One such standard comes to mind when addressing AI ethics and bias and that is the OECD, Recommendation of the Council on Artificial Intelligence, OECD/LEGAL/0449. This is indicated as the first intergovernmental standard on AI, was proposed by the Committee and on Digital Economy Policy (CDEP) and adopted on May 22, 2019. Although this standard does not explicitly have a section addressing how to overcome ethical issues and bias in AI, it does have sections detailing the responsibility of stewarding and international cooperation of implementing trustworthy AI. I believe that it is this international standard (although it may be others) that must be instituted, adhered to and evolve to include how ethical issues and bias in AI should be addressed.
AI & Ethics Journal
The AI & Ethics Journal published by Springer: in which I am honored to be a part of the founding editorial board, will focus on how AI techniques, tools, and technologies are developing, including consideration of where these developments may lead in the future. It seeks to promote informed debate and discussion of the current and future developments in AI, and the ethical, moral, regulatory, and policy implications that arise from these developments. The journal will provide opportunities for academics, scientists, practitioners, policy makers, and the public to consider how AI might affect our lives in the future, and what implications, benefits, and risks might emerge.
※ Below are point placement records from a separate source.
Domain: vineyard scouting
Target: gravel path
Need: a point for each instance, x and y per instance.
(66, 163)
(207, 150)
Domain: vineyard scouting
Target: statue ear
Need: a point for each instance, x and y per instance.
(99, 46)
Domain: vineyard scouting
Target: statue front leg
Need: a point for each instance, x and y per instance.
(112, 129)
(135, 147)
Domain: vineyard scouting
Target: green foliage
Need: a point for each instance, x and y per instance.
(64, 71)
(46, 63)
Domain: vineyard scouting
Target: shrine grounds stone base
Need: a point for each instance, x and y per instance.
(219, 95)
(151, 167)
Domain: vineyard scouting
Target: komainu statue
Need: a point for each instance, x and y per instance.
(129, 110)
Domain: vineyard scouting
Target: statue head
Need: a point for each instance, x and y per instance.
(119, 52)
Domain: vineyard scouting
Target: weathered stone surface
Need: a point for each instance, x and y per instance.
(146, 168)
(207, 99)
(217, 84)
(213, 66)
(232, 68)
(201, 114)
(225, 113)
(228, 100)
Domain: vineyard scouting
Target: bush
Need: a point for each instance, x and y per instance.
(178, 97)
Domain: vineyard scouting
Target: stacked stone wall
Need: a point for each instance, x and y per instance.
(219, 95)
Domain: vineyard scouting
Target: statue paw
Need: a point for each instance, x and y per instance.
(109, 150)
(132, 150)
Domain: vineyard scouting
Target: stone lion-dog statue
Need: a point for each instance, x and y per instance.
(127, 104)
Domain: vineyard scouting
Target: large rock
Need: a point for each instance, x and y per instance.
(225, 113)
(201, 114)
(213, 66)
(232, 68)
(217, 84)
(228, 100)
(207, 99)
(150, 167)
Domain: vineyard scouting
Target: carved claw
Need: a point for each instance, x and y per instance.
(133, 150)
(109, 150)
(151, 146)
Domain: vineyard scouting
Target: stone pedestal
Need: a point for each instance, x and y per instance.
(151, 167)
The journal will cover a broad range of issues relating to AI, including (but not limited to):
- Ethics
- The moral questions which arise from basic research and the design and use of practical applications of AI
- The need for greater public understanding of AI, including the benefits and risks AI developments may bring
- The need for regulatory frameworks and guidelines, including self-regulation and constraints, and controls on development and implementation of AI technologies
- Emergent public policy and the possibility of legislative interventions linked to current and future ethical issues related to the use of AI technologies and their applications.
Relevant subject areas impacted by AI and ethics include (but are not limited to); Automation, Autonomous Vehicles, Emerging Technologies, Entertainment Industry, Finance, Health and Medicine, Human Interaction with AI, Law, Machine Learning and Deep Learning, Manufacturing and Industry, Media, Military, Politics, Privacy and Security (Privacy-preserving), Religion/Theology, Robotics, Social Media, Society and Workforce of the Future. I would encourage anyone who interested to submit articles for peer review. We need your input, knowledge and though leadership!
Thanks, Tony, for the great summary and historical context of this rapidly growing new field of AI and Ethics. Clearly from your post, even though new, this discipline impacts and is impacted by all fields involving data, information, and knowledge. That’s pretty much everything these days. Also from your post, we see that bias can be unintentional and intentional, which implies eternal vigilance in our professions.
Welcome to the board; your experience in general, and longtime KM perspective in particular, are much needed.
Larry
Thanks Larry for your comments and insights! I am excited to be a part of the AI & Ethics Board and looking forward to applying my experiences in AI and KM.